OAKLEY JAWBREAKER CON LENTI TRANSITIONS

Ciao, probabilmente mi conoscerai già, ma lascia che mi presenti lo stesso. Il mio nome è Alessandro Vanotti e a partire dalle prossime settimane -in collaborazione con Ottica Ceroni- ti offrirò le mie opinioni e impressioni sulle migliori lenti e occhiali da sole per i ciclisti!

Per la prima recensione non mi sono spostato molto da casa: approfittando dall’Arrivo a Bergamo della 15°Tappa del Giro, ho deciso di compiere lo stesso tracciato che hanno fatto i ciclisti durante la corsa.

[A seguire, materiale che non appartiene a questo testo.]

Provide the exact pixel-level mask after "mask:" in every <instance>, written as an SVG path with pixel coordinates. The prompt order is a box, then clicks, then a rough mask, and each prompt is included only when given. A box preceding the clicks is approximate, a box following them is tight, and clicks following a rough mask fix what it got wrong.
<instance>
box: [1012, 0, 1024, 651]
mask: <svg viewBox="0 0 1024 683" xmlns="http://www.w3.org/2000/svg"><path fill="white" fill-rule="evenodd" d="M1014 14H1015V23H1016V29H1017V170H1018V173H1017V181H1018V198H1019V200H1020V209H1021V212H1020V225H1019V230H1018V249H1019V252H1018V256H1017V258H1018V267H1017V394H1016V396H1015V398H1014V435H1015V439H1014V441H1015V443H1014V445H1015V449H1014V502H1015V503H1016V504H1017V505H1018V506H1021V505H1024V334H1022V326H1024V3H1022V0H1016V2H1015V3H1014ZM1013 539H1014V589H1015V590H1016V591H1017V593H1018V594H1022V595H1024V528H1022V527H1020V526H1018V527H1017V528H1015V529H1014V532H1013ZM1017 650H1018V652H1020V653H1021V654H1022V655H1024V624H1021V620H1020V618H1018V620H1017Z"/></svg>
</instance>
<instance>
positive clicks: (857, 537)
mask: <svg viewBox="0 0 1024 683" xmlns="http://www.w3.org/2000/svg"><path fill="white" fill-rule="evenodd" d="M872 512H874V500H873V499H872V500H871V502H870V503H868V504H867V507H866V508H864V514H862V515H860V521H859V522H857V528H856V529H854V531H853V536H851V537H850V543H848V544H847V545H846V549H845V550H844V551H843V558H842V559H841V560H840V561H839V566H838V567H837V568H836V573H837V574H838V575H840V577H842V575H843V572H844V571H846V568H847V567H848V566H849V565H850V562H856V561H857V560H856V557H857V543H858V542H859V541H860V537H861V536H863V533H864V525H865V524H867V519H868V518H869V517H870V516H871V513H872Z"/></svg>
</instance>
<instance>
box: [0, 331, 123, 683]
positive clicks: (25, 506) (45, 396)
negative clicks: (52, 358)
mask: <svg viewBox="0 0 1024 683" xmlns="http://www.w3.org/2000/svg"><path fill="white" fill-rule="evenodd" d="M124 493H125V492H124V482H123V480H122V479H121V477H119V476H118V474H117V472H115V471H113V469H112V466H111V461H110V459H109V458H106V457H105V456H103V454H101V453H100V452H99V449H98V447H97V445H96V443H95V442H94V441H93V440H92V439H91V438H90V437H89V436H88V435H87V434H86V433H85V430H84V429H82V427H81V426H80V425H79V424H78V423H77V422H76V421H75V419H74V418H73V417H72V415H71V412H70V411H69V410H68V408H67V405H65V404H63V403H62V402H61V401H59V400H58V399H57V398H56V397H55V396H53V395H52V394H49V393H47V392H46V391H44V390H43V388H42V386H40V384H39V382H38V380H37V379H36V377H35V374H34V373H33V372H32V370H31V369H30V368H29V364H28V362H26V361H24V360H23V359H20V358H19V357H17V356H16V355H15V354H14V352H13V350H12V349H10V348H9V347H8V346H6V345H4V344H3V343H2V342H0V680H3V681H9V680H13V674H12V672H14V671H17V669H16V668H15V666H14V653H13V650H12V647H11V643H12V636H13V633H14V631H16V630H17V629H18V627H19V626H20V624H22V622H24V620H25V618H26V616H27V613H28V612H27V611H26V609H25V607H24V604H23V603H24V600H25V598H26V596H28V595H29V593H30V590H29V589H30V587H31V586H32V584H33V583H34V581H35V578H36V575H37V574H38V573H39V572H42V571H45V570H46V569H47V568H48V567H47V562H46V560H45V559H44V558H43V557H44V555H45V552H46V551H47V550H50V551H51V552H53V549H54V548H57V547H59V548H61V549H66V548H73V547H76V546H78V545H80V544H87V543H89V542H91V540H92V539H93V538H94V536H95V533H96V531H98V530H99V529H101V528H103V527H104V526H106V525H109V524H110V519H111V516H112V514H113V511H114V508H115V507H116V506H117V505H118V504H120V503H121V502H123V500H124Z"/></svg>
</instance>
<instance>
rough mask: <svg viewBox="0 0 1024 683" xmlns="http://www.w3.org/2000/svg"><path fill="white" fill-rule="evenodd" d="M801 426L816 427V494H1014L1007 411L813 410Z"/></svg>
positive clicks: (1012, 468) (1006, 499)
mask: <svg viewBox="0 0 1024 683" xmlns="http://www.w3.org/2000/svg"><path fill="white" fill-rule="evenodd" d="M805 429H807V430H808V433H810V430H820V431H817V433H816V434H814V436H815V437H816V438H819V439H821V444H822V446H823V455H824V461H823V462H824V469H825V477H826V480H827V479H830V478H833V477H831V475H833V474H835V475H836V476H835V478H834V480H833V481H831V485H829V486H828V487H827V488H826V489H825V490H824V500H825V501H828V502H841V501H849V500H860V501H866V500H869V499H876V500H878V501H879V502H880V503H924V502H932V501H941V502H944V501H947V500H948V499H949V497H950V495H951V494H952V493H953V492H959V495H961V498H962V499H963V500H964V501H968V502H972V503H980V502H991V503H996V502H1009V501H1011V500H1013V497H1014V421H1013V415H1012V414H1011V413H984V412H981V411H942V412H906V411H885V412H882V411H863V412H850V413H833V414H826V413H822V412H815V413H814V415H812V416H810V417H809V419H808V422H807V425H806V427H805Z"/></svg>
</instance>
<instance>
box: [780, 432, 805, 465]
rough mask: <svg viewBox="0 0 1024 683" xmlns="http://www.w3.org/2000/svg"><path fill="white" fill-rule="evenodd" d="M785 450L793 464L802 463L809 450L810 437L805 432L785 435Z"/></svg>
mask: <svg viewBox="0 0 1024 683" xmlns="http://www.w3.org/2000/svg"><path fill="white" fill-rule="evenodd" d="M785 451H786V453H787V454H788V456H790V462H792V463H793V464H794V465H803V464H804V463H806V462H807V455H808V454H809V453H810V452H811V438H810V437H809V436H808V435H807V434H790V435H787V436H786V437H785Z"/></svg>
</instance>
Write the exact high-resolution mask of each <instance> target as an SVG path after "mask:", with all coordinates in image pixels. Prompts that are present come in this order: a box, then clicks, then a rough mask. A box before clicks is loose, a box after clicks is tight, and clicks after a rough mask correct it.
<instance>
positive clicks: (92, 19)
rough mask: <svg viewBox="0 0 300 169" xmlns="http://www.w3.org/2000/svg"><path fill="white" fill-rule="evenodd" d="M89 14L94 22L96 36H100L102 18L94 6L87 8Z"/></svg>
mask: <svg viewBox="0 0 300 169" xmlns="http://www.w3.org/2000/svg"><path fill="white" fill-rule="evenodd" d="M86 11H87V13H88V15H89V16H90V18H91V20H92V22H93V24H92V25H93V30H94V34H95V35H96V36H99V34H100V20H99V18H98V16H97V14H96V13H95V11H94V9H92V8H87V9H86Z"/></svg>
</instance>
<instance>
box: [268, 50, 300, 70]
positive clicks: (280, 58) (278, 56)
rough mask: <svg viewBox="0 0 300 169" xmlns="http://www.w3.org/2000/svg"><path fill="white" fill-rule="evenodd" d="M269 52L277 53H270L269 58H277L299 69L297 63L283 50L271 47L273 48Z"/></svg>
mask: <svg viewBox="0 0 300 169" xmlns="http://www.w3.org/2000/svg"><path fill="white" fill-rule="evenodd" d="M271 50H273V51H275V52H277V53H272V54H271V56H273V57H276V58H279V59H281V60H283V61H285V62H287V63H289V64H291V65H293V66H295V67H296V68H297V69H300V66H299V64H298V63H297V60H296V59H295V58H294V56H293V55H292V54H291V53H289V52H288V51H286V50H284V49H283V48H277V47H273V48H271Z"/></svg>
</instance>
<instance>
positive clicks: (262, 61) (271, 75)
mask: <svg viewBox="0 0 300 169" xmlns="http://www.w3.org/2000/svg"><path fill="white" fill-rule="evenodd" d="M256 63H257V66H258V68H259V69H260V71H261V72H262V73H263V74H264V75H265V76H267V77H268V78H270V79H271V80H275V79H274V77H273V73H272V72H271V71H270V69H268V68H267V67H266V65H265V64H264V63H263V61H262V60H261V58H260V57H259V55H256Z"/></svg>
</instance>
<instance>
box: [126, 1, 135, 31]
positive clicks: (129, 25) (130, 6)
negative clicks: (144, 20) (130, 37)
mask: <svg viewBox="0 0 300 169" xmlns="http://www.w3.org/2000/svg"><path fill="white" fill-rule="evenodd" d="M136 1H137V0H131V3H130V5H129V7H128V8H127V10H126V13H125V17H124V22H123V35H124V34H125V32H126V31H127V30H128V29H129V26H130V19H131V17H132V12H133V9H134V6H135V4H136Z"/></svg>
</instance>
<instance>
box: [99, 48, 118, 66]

L’occhiale di cui ti voglio parlare oggi è l’Oakley Jawbreaker, montato con Lenti Transitions.

Pronto a pedalare insieme a me?

E allora, si parte!

Il mese di Maggio è un mese importante per testare una serie di occhiali e lenti per varie esigenze, perché in primavera il tempo cambia repentinamente durante le uscite in bici.

Questa settimana ho deciso di percorrere in sella alla mia Trek Madone la tappa del centesimo Giro d’ Italia, che arriva nel cuore della mia città, Bergamo, passando dalle salite che mi hanno accompagnato per tanti anni nei miei lunghi e faticosi ma stimolanti allenamenti.

Una giornata serena, ma con continui passaggi nuvolosi, con luce in certi tratti forte ed in altri offuscata. Ho scelto quindi di partire in allenamento con l’ occhiale Jawbreaker di Oakley con lente Transition. Prima operazione ho regolato la lunghezza delle aste; questa possibilità offerta dal Jawbreaker é utilissima per tenere l’ occhiale ben saldo sul viso ed esteticamente in posizione perfetta.

Il primo tratto in allenamento è stato con luce discreta, mentre nella seconda parte, sulla salita di Miragolo e la discesa di Selvino, le nuvole oscuravano di colpo la luce; la lente Transition, adattandosi di continuo ai repentini cambiamenti di luminosità, mi ha aiutato tantissimo.

Una caratteristica importantissima del Jawbreaker è infatti mantenere la vista rilassata e concentrata sul percorso: in discesa ad esempio, dove la presenza di ombra dovuta alla vegetazione, i riflessi sull’asfalto sconnesso e le buche rendono assolutamente necessaria la massima attenzione e la massima capacità di messa a fuoco nelle diverse condizioni di illuminazione.

Finalmente, l’ arrivo a Bergamo salutato da un sole e da una temperatura quasi estiva: anche stavolta, in presenza di una luce molto forte la lente del Jawbreaker si è adattata velocemente. Da segnalare che l’ occhiale col sudore non si è mai appannato; unica nota negativa è che forse mi sarebbe piaciuta una lente ancora più scura in condizioni di luce piena.

La capacità di adattamento della lente, secondo le caratteristiche dichiarate dal costruttore, aumenta anche con la temperatura, quindi in estate le performances dovrebbero ulteriormente migliorare.

Credo di aver detto tutto! Mi auguro di essere stato esauriente e di aver spiegato bene pregi e difatti dell’Oakley Jawbreaker montato con Lenti Transitions!

Ci sentiamo prossimamente con la recensione di un altro occhiale!